When you add a package on pacom database - which is essentially a git repository - what it actually does behind the scenes is cloning that package into Pacom's git central "database" as a git submodule. This repository can be synced with a remote and you are able to share that package version metadata with other Arch setups that you own and make your life easier -- you won't need to manually approve that package version on all your boxes. Of course, when that package updates, then you will need to re-approve it.

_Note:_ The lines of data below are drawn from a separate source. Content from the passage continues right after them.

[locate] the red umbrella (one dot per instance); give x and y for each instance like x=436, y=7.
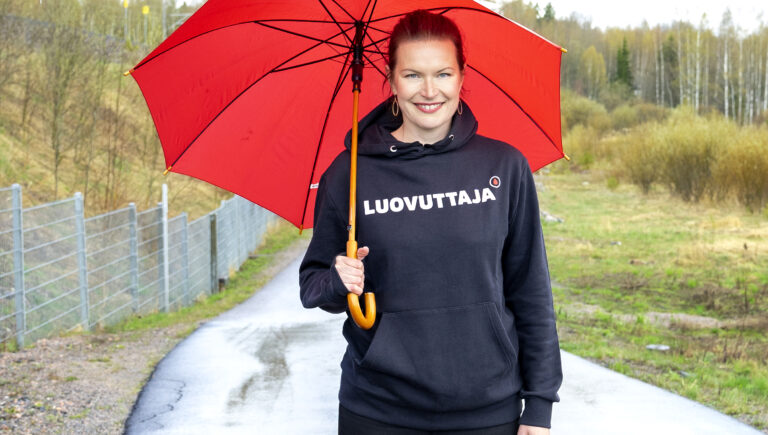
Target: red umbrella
x=249, y=95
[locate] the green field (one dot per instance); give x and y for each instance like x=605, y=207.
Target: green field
x=631, y=270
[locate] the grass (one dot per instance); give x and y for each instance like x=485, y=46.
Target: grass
x=242, y=286
x=632, y=270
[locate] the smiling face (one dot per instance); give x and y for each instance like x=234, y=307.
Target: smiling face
x=427, y=81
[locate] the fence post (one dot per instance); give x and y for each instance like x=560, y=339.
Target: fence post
x=18, y=265
x=185, y=251
x=134, y=256
x=81, y=265
x=164, y=209
x=214, y=255
x=160, y=257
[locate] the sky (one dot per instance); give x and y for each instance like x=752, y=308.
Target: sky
x=747, y=14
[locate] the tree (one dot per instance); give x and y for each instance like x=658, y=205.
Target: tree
x=549, y=13
x=593, y=71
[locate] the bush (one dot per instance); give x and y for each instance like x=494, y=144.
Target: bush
x=578, y=110
x=624, y=116
x=690, y=146
x=742, y=170
x=647, y=112
x=641, y=158
x=581, y=145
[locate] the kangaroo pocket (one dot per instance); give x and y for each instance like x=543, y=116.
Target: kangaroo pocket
x=456, y=358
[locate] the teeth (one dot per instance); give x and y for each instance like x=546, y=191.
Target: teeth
x=429, y=106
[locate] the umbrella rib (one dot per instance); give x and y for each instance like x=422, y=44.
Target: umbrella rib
x=374, y=65
x=366, y=10
x=334, y=20
x=310, y=62
x=514, y=101
x=344, y=10
x=336, y=44
x=443, y=9
x=240, y=94
x=222, y=28
x=342, y=75
x=370, y=15
x=380, y=30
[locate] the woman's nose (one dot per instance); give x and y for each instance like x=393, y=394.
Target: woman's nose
x=428, y=89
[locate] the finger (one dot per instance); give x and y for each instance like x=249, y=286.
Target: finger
x=349, y=262
x=353, y=288
x=350, y=270
x=351, y=279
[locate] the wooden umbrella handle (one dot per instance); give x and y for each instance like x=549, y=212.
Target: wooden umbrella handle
x=365, y=322
x=353, y=300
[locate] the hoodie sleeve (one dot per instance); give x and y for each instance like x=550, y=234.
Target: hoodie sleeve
x=320, y=284
x=528, y=294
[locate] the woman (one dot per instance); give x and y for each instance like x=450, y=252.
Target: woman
x=454, y=252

This mechanism also allows you to easily rebuild your entire system without being disrupted by the package manager asking you to approve that PKGBUILD.

Dependencies

  1. A local Pacman repository
  2. A git repository for tracking and package version locking

Setup

  1. Install pacom from AUR -- you can do it manually now, but don't worry, as soon as you install it then you can manage its installation within Pacom itself (inception?)
  2. Create the git and pacman repositories by running pacom init
  3. Make sure you follow the steps described by the output of that command
  4. Optionally but recommended, you can setup a remote for syncing the changes in your git-db. That can be done by cd-ing into pacom git-db and setting up a normal git remote.

Configuration

Pacom will run with just the steps above. However, there are some advanced settings that are configurable and here they are documented, just in case. These configuration are done by setting environment variables, so if you really need them, make sure they are exported on your shell before you run any pacom subcommand.

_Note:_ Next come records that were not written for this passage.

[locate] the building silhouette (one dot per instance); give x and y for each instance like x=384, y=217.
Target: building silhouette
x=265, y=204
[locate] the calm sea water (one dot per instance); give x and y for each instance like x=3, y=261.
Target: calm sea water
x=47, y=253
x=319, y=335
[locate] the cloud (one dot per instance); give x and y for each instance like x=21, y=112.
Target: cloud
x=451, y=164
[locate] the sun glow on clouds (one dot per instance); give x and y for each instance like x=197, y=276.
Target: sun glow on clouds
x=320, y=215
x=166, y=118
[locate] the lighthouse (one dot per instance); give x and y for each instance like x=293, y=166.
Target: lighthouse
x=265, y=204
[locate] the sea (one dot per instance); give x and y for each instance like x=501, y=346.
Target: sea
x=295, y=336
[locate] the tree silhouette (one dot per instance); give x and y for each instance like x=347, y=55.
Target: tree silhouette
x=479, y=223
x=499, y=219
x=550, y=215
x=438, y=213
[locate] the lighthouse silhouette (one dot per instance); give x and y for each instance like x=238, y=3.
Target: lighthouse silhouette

  • PACOM_BASE_PATH - By default, pacom will setup its databases on $XDG_DATA_HOME/pacom or $HOME/.local/share/pacom. Set this variable if you want it on a different path.
  • USE_SYSTEM_GPG - Use your system's GNUPGHOME instead of the one exclusive for pacom-managed packages. This is the default on v1.

Releasing

  1. Bump the VERSION file
  2. make
  3. A single binary is created at the build dir
  4. Ship it as you like -- or update the PKGBUILD.

License

The contents of this repository is licensed under the Apache v2 License.